Politicians have until now almost always been rich bourgeois. Those who were not already had become rich bourgeois: a Paris councillor, a member of parliament, a minister, are wealthy people.
When a man has money, he wants to enjoy life, and, since the idealists are rare, rulers, like other men, look for happiness in satisfactions of an inferior order: good food, fine wine, easy women; the beast is never far away.
Soon bored of pleasures which are by nature little varied, they ask for anomaly, most easily masquerade, as a necessary spice… So and so asks for the… subjects to be dresses as young girls for their communion; another wants seminar students.
Most of the time, the wall of private life only hides dirty things, but since wolves don’t turn on each other, and virtue is the exception, there is a silent agreement to cast a veil on common weaknesses.
From what was only a practical modus vivendi, some have made a doctrine, and they managed to convince the masses that the private life of a public man had no importance.

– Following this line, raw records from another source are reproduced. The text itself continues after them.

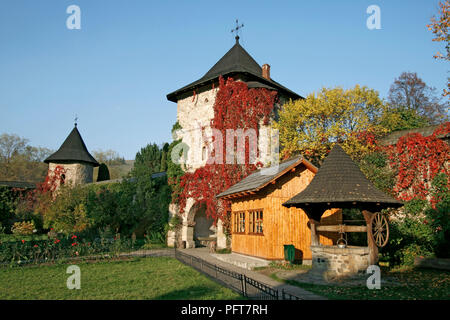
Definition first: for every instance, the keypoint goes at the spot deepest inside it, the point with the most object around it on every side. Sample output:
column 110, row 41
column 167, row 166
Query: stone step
column 242, row 261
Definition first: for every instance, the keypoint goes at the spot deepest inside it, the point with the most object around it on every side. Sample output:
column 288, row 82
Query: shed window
column 255, row 221
column 239, row 222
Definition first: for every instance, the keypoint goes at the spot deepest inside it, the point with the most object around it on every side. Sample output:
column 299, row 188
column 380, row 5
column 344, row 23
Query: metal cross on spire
column 236, row 30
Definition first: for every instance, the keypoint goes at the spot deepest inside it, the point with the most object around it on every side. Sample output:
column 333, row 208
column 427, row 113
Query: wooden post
column 373, row 249
column 314, row 235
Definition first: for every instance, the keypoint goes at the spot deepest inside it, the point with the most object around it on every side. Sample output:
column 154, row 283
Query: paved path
column 203, row 253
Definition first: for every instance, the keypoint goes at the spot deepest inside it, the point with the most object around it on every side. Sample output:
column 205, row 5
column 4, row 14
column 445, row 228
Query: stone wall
column 331, row 262
column 75, row 173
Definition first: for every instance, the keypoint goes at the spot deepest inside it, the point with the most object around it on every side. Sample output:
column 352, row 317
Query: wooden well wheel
column 379, row 229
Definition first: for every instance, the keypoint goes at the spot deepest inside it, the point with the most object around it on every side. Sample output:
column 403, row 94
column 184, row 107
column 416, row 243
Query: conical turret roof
column 339, row 183
column 73, row 149
column 237, row 61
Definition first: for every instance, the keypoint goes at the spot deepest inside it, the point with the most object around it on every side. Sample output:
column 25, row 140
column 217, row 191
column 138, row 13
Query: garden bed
column 139, row 278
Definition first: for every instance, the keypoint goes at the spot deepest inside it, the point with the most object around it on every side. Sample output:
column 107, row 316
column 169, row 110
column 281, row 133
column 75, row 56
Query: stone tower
column 195, row 109
column 75, row 159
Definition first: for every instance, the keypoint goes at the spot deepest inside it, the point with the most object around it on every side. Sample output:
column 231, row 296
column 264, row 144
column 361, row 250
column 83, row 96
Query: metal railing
column 235, row 281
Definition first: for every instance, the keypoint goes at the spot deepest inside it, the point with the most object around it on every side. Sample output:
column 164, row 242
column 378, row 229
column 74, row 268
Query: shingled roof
column 339, row 183
column 236, row 61
column 261, row 178
column 73, row 149
column 18, row 184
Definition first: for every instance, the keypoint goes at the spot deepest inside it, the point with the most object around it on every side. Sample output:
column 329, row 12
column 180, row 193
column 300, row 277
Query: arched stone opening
column 204, row 229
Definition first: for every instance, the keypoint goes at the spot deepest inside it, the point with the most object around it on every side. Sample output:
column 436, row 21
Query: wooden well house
column 339, row 184
column 261, row 225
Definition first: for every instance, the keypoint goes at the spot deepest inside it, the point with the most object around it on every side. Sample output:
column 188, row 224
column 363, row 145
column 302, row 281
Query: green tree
column 164, row 152
column 311, row 126
column 147, row 161
column 103, row 173
column 20, row 161
column 412, row 96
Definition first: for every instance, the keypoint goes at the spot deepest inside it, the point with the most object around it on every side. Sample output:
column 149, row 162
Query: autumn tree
column 410, row 96
column 21, row 161
column 312, row 125
column 439, row 26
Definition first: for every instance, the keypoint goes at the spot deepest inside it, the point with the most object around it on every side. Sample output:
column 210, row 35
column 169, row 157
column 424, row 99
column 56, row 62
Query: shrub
column 67, row 212
column 103, row 173
column 23, row 228
column 424, row 230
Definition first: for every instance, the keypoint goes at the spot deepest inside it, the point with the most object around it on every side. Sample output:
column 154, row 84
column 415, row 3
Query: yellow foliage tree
column 311, row 126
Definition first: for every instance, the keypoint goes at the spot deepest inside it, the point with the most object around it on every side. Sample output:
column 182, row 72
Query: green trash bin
column 289, row 252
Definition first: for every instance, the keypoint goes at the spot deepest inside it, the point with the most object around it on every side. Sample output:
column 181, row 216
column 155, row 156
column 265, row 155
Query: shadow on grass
column 196, row 293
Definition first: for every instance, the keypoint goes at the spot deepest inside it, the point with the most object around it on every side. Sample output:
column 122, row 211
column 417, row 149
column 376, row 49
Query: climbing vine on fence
column 417, row 160
column 236, row 107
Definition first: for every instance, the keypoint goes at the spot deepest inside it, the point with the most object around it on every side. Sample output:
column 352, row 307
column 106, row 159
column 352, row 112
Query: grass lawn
column 410, row 284
column 137, row 278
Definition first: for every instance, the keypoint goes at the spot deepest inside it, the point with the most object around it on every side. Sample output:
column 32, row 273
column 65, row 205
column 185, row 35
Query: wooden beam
column 344, row 228
column 373, row 249
column 314, row 236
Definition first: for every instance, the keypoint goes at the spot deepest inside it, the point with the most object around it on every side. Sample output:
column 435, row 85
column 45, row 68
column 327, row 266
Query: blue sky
column 115, row 72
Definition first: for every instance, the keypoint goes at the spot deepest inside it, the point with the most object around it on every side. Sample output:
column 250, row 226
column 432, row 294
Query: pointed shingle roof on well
column 73, row 149
column 340, row 181
column 262, row 177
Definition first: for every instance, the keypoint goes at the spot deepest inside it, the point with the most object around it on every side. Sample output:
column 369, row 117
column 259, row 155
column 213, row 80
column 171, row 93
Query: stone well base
column 331, row 262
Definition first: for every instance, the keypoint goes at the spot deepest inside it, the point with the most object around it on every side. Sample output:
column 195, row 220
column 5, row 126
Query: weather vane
column 236, row 30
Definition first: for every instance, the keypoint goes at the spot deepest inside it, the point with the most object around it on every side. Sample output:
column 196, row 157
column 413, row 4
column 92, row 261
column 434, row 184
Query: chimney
column 266, row 71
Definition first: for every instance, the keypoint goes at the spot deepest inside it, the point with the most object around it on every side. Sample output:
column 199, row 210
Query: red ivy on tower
column 236, row 107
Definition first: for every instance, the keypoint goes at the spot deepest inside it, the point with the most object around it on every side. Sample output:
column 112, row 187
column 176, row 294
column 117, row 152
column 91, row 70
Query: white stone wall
column 194, row 114
column 331, row 262
column 75, row 173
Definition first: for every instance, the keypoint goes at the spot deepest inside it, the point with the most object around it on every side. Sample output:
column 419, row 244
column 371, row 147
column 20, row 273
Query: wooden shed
column 261, row 225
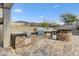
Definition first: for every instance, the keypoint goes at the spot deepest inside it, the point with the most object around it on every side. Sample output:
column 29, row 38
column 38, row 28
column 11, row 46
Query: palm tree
column 68, row 18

In a recent article, Mr. Vaillant-Couturier seems to want to re-examine this classic idea. He approves the anarchists for giving importance to the individual; he says that revolutionaries must apply themselves to surround themselves only with people whose lives are clean. He also says that revolutionaries must refrain drinking alcohol, especially in the provinces where people still drink way too much.
The private life of a sincere revolutionary has no walls, since they have nothing dirty to hide.
The duality between the public and the private an is a fiction; the individual is one, and someone who is bad in private is not worth much either as a revolutionary.
“We are no saints” Jaurès said a while ago, a sentence to which the reaction did not fail to play against him.
Obviously not, we are no saints, and as long as they make no-one cry, everyone has the strictest right to choose their pleasures. But the men who pretend transforming society must be an elite. What is acceptable for anyone is not acceptable for someone who wants to take place among the promoters of the future society. Because we cannot love several things with passion; passion is exclusive. The real scientist only loves their laboratory; outside the subject of their research, everything is a burden to them: they are bored in society, the obligations of material life annoy them.
A revolutionary worthy of the name is the same: outside the idea, the propaganda, nothing interests them.
I must say I would never trust a revolutionary who would also be very sexual. I would think that the man might be sincere, but that he prefers love to revolution. If a tempter shows up, the sexual man will cede because with the money, he will be able to follow his passion which is the main thing in his existence. Mirabeau, Danton, and how many thousands since have sold themselves in this way.
The only person who is incorruptible is the one who loves their idea above all else.